Shanghai Key Lab of Modern Optical System, School of Optical-Electrical and Computer Engineering, University of Shanghai for Science and Technology, 20093, Shanghai, China.
Neural Netw. 2021 Jun;138:57-67. doi: 10.1016/j.neunet.2021.01.023. Epub 2021 Feb 10.

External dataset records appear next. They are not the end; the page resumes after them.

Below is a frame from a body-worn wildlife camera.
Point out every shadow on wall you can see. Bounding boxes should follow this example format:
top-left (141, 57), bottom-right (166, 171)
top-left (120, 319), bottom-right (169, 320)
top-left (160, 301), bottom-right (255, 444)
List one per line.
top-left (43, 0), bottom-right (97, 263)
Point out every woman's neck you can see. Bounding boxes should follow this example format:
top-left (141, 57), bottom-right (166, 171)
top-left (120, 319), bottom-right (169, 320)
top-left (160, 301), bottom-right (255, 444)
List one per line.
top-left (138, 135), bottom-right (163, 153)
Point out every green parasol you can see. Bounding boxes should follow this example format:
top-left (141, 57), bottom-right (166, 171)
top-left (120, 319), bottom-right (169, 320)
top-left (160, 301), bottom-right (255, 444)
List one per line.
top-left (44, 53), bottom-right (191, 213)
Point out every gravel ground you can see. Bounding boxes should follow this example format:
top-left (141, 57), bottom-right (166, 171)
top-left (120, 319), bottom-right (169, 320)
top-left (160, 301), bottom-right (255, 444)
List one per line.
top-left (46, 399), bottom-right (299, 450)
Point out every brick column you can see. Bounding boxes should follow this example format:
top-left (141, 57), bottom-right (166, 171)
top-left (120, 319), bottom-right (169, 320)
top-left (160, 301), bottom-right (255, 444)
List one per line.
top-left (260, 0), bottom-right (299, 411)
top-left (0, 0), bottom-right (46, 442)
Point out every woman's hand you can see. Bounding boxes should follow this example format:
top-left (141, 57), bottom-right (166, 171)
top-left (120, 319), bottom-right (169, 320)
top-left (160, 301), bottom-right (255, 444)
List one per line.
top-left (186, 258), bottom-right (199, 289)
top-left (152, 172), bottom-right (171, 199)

Synthesizing photo-realistic images based on text descriptions is a challenging task in the field of computer vision. Although generative adversarial networks have made significant breakthroughs in this task, they still face huge challenges in generating high-quality visually realistic images consistent with the semantics of text. Generally, existing text-to-image methods accomplish this task with two steps, that is, first generating an initial image with a rough outline and color, and then gradually yielding the image within high-resolution from the initial image. However, one drawback of these methods is that, if the quality of the initial image generation is not high, it is hard to generate a satisfactory high-resolution image. In this paper, we propose SAM-GAN, Self-Attention supporting Multi-stage Generative Adversarial Networks, for text-to-image synthesis. With the self-attention mechanism, the model can establish the multi-level dependence of the image and fuse the sentence- and word-level visual-semantic vectors, to improve the quality of the generated image. Furthermore, a multi-stage perceptual loss is introduced to enhance the semantic similarity between the synthesized image and the real image, thus enhancing the visual-semantic consistency between text and images. For the diversity of the generated images, a mode seeking regularization term is integrated into the model. The results of extensive experiments and ablation studies, which were conducted in the Caltech-UCSD Birds and Microsoft Common Objects in Context datasets, show that our model is superior to competitive models in text-to-image synthesis.
基于文本描述生成逼真图像是计算机视觉领域的一项具有挑战性的任务。尽管生成对抗网络在这项任务中取得了重大突破,但它们在生成与文本语义一致的高质量视觉逼真图像方面仍面临巨大挑战。通常,现有的文本到图像方法分两步完成此任务,即首先生成具有粗略轮廓和颜色的初始图像,然后从初始图像逐渐生成高分辨率的图像。然而,这些方法的一个缺点是,如果初始图像生成的质量不高,就很难生成令人满意的高分辨率图像。在本文中,我们提出了 SAM-GAN,一种支持多阶段生成对抗网络的自注意力,用于文本到图像的合成。通过自注意力机制,模型可以建立图像的多层次依赖关系,并融合句子和单词级别的视觉语义向量,从而提高生成图像的质量。此外,引入了多阶段感知损失,以增强合成图像与真实图像之间的语义相似性,从而增强文本和图像之间的视觉语义一致性。为了增加生成图像的多样性,我们将模式搜索正则化项集成到模型中。在 Caltech-UCSD Birds 和 Microsoft Common Objects in Context 数据集上进行的广泛实验和消融研究的结果表明,我们的模型在文本到图像合成方面优于竞争模型。